Vol.30 午後‐1
「バスに乗って行けば善くね?」
「そうか!その手があったか。バスの中なら冷房が効いてて涼しいしね」
西原の画期的な提案に,僕は西原に尊敬の念を抱いた。
「誠,この辺で一番近いバス停ってどこだ?」
織部が訊ねた。
「この辺でしたら市の循環バスの『北河原小学校前』が一番近いと思います」
僕が答えた。
「よし,解った。じゃあそこへ行ってみよう。誠,案内してくれ」
「はい」
そのバス停まではそう遠くはなかった。僕はバス停に到着すると,そこにあるバスの時刻表に注目した。
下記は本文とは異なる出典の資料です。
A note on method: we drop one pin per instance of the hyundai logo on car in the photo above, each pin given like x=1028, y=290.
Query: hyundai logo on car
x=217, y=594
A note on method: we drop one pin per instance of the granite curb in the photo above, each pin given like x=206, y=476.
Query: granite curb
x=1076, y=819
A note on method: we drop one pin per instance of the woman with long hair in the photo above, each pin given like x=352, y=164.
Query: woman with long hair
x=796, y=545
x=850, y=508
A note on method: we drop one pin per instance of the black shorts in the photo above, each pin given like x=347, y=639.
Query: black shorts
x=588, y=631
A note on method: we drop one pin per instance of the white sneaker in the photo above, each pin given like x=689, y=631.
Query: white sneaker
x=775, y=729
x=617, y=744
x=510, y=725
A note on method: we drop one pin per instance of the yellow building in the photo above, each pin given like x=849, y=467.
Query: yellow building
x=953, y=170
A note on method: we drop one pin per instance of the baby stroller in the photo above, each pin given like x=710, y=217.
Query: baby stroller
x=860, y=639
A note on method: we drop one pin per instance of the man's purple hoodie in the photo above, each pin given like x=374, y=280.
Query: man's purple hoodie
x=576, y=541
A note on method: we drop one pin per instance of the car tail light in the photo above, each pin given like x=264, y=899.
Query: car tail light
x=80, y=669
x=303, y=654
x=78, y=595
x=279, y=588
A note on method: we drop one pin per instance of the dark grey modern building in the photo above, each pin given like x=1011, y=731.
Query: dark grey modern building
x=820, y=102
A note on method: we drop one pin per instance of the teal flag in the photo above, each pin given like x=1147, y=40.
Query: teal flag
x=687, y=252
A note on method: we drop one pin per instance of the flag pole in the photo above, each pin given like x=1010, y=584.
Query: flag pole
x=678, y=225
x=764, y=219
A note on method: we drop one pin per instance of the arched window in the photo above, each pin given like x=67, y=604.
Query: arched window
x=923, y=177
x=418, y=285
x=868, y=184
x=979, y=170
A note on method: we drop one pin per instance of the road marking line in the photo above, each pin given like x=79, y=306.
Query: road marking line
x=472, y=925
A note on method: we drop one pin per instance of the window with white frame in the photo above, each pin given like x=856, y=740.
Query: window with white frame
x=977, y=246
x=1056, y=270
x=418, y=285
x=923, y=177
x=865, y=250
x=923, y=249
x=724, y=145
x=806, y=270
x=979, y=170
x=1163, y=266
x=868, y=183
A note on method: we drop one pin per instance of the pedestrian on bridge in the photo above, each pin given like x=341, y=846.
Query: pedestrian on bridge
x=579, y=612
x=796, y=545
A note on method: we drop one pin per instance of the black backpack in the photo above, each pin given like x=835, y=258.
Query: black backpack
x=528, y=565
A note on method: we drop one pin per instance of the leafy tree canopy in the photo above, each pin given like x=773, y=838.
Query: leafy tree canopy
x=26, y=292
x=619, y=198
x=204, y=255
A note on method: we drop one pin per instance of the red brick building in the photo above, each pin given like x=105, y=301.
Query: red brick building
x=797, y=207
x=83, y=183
「うわッ,やべッ。このバス次停まるの14時33分だよ」
僕は失望した。このバス停から目的地の横塚バス停へ行くには市内循環の北循環左回りのバス
「ふれあい号」
に乗らなければならない。しかしそのバスは14時半を回らないとそこへはやって来ない。僕達はバス停の歩道へへたり込んだ。
「どうするの?」
畑部が言った。
「さあ?」
僕はもうどうでも良くなっていた。
「先生,車乗って来て下さいよ」
畑部は織部に言う。
「……そうだな。じゃぁ誠,一緒に来てくれ」
「……え?いや他の皆も連れてかないと……」
「あ,そうだったな」
織部はそう言って皆を取りまとめた。皆汗に塗れてかったるそうに歩き出した。
こうして僕達は再び落合橋に到着した。そして再び織部の車に乗る。車は県道59号を東へと進んで行った。
横塚バス停へは10分程で到着した。
横塚バス停。
その周辺はいかにも昭和な,田舎情緒溢れる独特の雰囲気が漂っている。中学時代の写生会で校外の風景を描く課題が出た時,僕はその横塚に住む石野友紀と一緒に石野の裏の道でラジオを聴きながらのんびりと絵を描いていた事があった。絵を描く事をサボって石野の家でテレビを視ていた事もあった。回りの先生が回って来て,その先生がそんな2人の様子を見て呆れていた事も……。それ以来僕と石野とは友情の糸でつながっている。僕はその事を思い出し,中学時代の郷愁に浸っていた。
「で,奴はどこにいるんだ?」
西原が元気良く言った。車内の冷房で皆の体調は完全に回復している。